Front. Neurol., 22 July 2022
Sec. Stroke
This article is part of the Research Topic Small Vessel Disease: From Diagnosis to Organized Management Pathways View all 6 articles

Periventricular white matter hyperintensities are associated with gait and balance in patients with minor stroke

  • Department of Neurology, The Affiliated Hospital of Qingdao University, Qingdao, China

Objective: Cerebral small vessel disease (CSVD) is associated with gait and balance deficits in older adults. However, the effect of CSVD-related brain injury on post-stroke mobility is unknown. This study aimed to investigate the association of CSVD with gait and balance impairment after a minor stroke.

Methods: A total of 273 patients with a minor stroke (NIHSS ≤ 5 points) who were hospitalized at the Affiliated Hospital of Qingdao University were enrolled. The manifestations of white matter hyperintensities (WMH), lacunes, enlarged perivascular spaces (EPVS), and cerebral microbleeds (CMB) were statistically analyzed according to magnetic resonance imaging results, and the total burden score of CSVD was calculated. Gait function was assessed by a 6-m walking speed test, and balance function was assessed by the timed-up-and-go (TUG) test. Linear regression analysis was applied to determine the association after adjusting for key variables.

Results: The correlation results showed that in patients with minor stroke, age, sex, smoking history, and the infarct site were associated with gait speed, and age and the infarct site were associated with the TUG test. In the univariate linear regression model, periventricular white matter hyperintensities (PVWMH), deep white matter hyperintensities (DWMH), and the total burden of CSVD were correlated with gait speed, while only PVWMH correlated with the TUG test. After adjusting for confounders, only PVWMH were independent predictors of gait speed (β = −0.089, p < 0.05) and the TUG test (β = 0.517, p < 0.05).

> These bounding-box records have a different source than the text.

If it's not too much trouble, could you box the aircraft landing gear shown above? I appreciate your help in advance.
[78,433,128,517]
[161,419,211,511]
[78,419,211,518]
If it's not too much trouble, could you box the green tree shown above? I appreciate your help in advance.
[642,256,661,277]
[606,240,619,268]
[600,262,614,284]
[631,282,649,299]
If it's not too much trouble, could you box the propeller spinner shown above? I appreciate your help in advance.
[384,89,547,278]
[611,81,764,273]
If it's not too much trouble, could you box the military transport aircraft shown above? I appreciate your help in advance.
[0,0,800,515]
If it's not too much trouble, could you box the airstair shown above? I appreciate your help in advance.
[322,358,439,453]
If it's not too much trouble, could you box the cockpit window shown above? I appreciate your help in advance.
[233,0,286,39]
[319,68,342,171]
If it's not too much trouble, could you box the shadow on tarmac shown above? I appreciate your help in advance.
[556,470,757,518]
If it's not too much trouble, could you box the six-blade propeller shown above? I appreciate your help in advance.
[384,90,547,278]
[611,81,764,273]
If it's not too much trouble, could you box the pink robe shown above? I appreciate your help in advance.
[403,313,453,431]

Conclusions: Our study confirmed that CSVD is associated with gait and balance disorders after a minor stroke. PVWMH are independent predictors of gait and balance disorders in patients with minor stroke. These findings should be confirmed in larger prospective studies.

Introduction

Cerebral small vessel disease (CSVD) is a pathological process in cerebral arterioles, capillaries, and venules caused by a variety of factors. It manifests in magnetic resonance imaging (MRI) as white matter hyperintensities (WMH), microbleeds (CMB), lacunes, and enlarged perivascular spaces (EPVS) (1, 2). CSVD is common in elderly individuals, and gait and balance disorders are the second most common problem in CSVD after cognitive impairment (3, 4). Gait and balance disorders can lead to falls and functional dependence, increasing the risk of hospitalization and death (5, 6). Previous studies have shown that gait and balance disorders are associated with individual MRI features of CSVD, such as WMH and CMB (79). Painter et al. (10) first explored and showed a correlation between the total burden of CSVD and gait impairment in 2017.

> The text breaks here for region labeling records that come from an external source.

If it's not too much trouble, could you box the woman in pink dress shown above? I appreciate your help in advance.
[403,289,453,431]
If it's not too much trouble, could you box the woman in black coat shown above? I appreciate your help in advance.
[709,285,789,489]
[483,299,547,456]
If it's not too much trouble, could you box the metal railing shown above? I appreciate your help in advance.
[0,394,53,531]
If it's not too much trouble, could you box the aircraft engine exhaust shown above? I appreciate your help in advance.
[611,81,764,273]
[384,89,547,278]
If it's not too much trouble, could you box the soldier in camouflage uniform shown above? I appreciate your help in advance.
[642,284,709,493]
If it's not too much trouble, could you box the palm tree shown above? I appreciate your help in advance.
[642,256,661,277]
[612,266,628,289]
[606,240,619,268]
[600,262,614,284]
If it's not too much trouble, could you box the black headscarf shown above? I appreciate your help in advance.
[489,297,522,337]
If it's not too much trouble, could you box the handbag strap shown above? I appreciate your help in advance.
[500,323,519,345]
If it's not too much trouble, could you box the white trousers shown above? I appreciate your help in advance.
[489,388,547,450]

Minor ischemic stroke is an ischemic stroke in which the symptoms are only mild neurological deficits (11). A prospective cohort study showed that minor ischemic stroke is the most common form of ischemic cerebral artery disease, accounting for up to 35% of cases, and it has a 3-month recurrence rate of 19% (12). A study showed that 25–50% of patients with minor ischemic stroke have varying degrees of disability at 90 days of onset (13). The functional impairment caused by minor stroke is often ignored due to its mild symptoms, short duration, and limited rehabilitation and follow-up treatment. Therefore, its prognosis should be considered. Previous studies have shown that CSVD is associated with worse functional outcomes after stroke (1416). The association between CSVD and gait and balance function impairment after stroke is unknown. Only one study reported that the total burden of CSVD was not associated with gait and balance after minor stroke (17).

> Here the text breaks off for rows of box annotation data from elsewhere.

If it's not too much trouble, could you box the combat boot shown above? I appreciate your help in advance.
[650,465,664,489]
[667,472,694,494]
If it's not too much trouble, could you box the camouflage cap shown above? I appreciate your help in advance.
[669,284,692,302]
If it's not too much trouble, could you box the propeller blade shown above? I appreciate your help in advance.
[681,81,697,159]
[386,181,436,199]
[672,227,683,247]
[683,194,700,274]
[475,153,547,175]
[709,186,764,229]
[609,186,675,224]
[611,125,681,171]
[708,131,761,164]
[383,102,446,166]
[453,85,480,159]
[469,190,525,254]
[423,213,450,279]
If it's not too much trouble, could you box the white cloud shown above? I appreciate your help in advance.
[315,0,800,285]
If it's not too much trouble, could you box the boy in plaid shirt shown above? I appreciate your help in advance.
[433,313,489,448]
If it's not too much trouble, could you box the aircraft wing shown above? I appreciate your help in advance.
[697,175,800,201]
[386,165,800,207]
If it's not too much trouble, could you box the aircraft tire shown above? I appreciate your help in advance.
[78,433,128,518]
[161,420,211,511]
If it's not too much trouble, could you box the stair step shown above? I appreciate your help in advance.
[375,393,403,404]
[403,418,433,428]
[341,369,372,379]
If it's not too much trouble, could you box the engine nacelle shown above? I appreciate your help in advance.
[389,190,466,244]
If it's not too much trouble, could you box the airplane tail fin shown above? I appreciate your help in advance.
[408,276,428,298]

In this study, we obtained objective assessments of gait and body balance using the 6-m walking speed test and the timed-up-and-go (TUG) test to investigate whether individual imaging markers of CSVD and the total burden can independently be used to predict gait and balance impairment in patients with minor stroke.

Materials and methods

Research subjects

The inpatient data of patients with acute stroke in the Affiliated Hospital of Qingdao University were collected. Inclusion criteria were as follows: patients with cerebral infarction treated within 7 days of onset (NIHSS ≤ 5); age range from 18 to 80; able to walk at least 10 m independently; complete imaging and clinical data; and informed consent of the patient. Exclusion criteria: clinical diagnosis of movement disorders such as Parkinson's disease; clear history of cerebral hemorrhage or subarachnoid hemorrhage; mental abnormality (including diagnosed depression, anxiety, or mental illness; long-term use of anti-anxiety, anti-depression, and other psychotropic drugs); other causes of WMH (such as multiple sclerosis, toxic encephalopathy, and infections); whether MRI contraindications existed; generally poor condition, complicating serious heart, liver, and lung dysfunction; associated with intracranial tumors, craniocerebral trauma; and other serious central nervous system diseases. NIHSS was performed on eligible patients after admission. Demographic data (age, sex) and vascular risk factors (hypertension, diabetes, hyperlipidemia, smoking history, and drinking history) were collected.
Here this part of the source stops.